Büyük parasal servetlerin sisteme şırıngalanması ve kırsal alana yeni hakim toplumsal unsurların girişi, kapitalist üretime yönelebilecek bir evrime yol açmıştı fakat dönüşümün nesnel ve öznel önkoşulları ortada yoktu. (sayfa 216)
Sistem nerede tıkanıyordu?
Her durumda, biriktirilen nakit varlıkların sadece toprak mülkiyetine yatırılıyor olması olgusu, paranın hareketini sınırlayan ilk ve başlıca engeli oluşturuyordu.Sermayeye dönüşebilen paranın başlatabileceği süreç burada heba oluyordu. Aşağıdaki alıntıda görüldüğü gibi biriken para sermayenin gidebileceği alanlar sınırlıydı.
Tüm bu anlattıklarımızın üzerine DIŞ GÜÇLER de katılınca işler iyice karşıyordu.
Dış güçler değimiz şey kapitülasyonlar ve yabancı ülkelere verilen tüm imtiyazları içermektedir.

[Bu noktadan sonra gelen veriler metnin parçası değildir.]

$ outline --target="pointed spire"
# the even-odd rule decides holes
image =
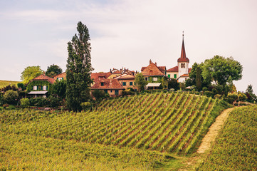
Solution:
[[[183,34],[182,34],[182,48],[181,50],[181,55],[180,55],[180,58],[178,58],[177,61],[178,62],[189,62],[189,59],[187,58],[186,56],[186,50],[184,48],[184,31],[183,31]]]

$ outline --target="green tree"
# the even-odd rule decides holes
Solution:
[[[66,96],[66,86],[65,80],[56,81],[52,86],[51,86],[51,93],[61,98],[65,98]]]
[[[135,83],[136,83],[139,91],[144,90],[145,86],[147,85],[147,81],[145,81],[145,77],[142,73],[136,75]]]
[[[243,66],[232,57],[215,56],[204,61],[202,76],[206,81],[214,81],[224,87],[230,76],[232,81],[241,79],[242,71]]]
[[[28,66],[23,70],[23,71],[22,71],[21,79],[22,80],[23,84],[27,84],[35,77],[43,74],[43,70],[40,68],[39,66]]]
[[[19,94],[13,90],[7,90],[4,95],[4,100],[9,105],[16,105],[18,100]]]
[[[177,82],[177,79],[171,78],[168,81],[168,89],[174,88],[174,90],[179,89],[179,83]]]
[[[199,66],[196,68],[196,86],[199,91],[201,90],[201,68]]]
[[[62,68],[60,68],[60,66],[53,64],[50,66],[47,67],[47,70],[46,72],[46,76],[48,77],[53,77],[54,76],[56,76],[58,74],[60,74],[63,72]]]
[[[90,98],[90,73],[93,68],[88,28],[80,21],[77,30],[78,35],[75,34],[71,42],[68,43],[66,100],[70,109],[80,111],[81,103]]]

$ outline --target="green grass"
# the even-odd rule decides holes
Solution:
[[[0,110],[0,170],[176,170],[226,108],[161,93],[105,100],[82,113]]]
[[[17,83],[21,83],[21,81],[1,81],[0,80],[0,88],[5,87],[8,85],[17,85]]]
[[[257,170],[257,105],[234,110],[197,170]]]

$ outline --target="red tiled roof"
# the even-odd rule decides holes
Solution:
[[[106,79],[112,73],[91,73],[91,79],[93,81],[97,81],[100,79]]]
[[[187,73],[183,74],[182,76],[180,76],[180,77],[189,77],[189,76]]]
[[[58,75],[56,75],[55,76],[53,76],[53,79],[56,80],[57,78],[63,78],[63,79],[66,79],[66,73],[64,72],[64,73],[60,73]]]
[[[191,72],[191,70],[192,70],[191,68],[189,68],[188,69],[188,74],[189,74],[189,73]]]
[[[48,81],[51,84],[53,84],[54,82],[56,81],[56,80],[53,79],[53,78],[50,78],[50,77],[46,76],[45,76],[43,74],[36,77],[35,78],[32,79],[29,83],[31,83],[31,82],[32,82],[33,81]]]
[[[165,66],[161,66],[165,67]],[[165,67],[166,68],[166,67]],[[156,64],[153,63],[150,61],[150,64],[147,67],[142,67],[141,68],[142,73],[143,76],[164,76],[165,74],[162,73],[157,66]]]
[[[177,66],[170,69],[168,69],[167,72],[179,72],[179,67]]]
[[[104,83],[103,86],[101,86],[101,83]],[[96,81],[94,86],[91,87],[91,89],[123,90],[125,88],[117,79],[103,79],[100,81]]]
[[[127,73],[123,73],[122,75],[115,78],[115,79],[117,79],[117,80],[135,80],[135,76],[131,75],[131,74],[127,74]]]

Bu imtiyazlar nedeniyle dış ticaret açığı artmaya başlayacaktır. İhracat üzerine yasaklar getirilecek bu tam olarak ters tepip ithalatı daha da artıracaktır. (ayrıca kaçakçılığı da artıracaktır)
Lonca yapılarının kendi içlerine kapalı, devlet tarafından da baskılandıkları yeni teknikleri geliştiremedikleri bir ortamda yapılan ithalat karşısında eriyip gideceklerdir.
Görüldüğü üzere, sermaye tarım dışı kesimde birikmiyordu/birikemiyordu.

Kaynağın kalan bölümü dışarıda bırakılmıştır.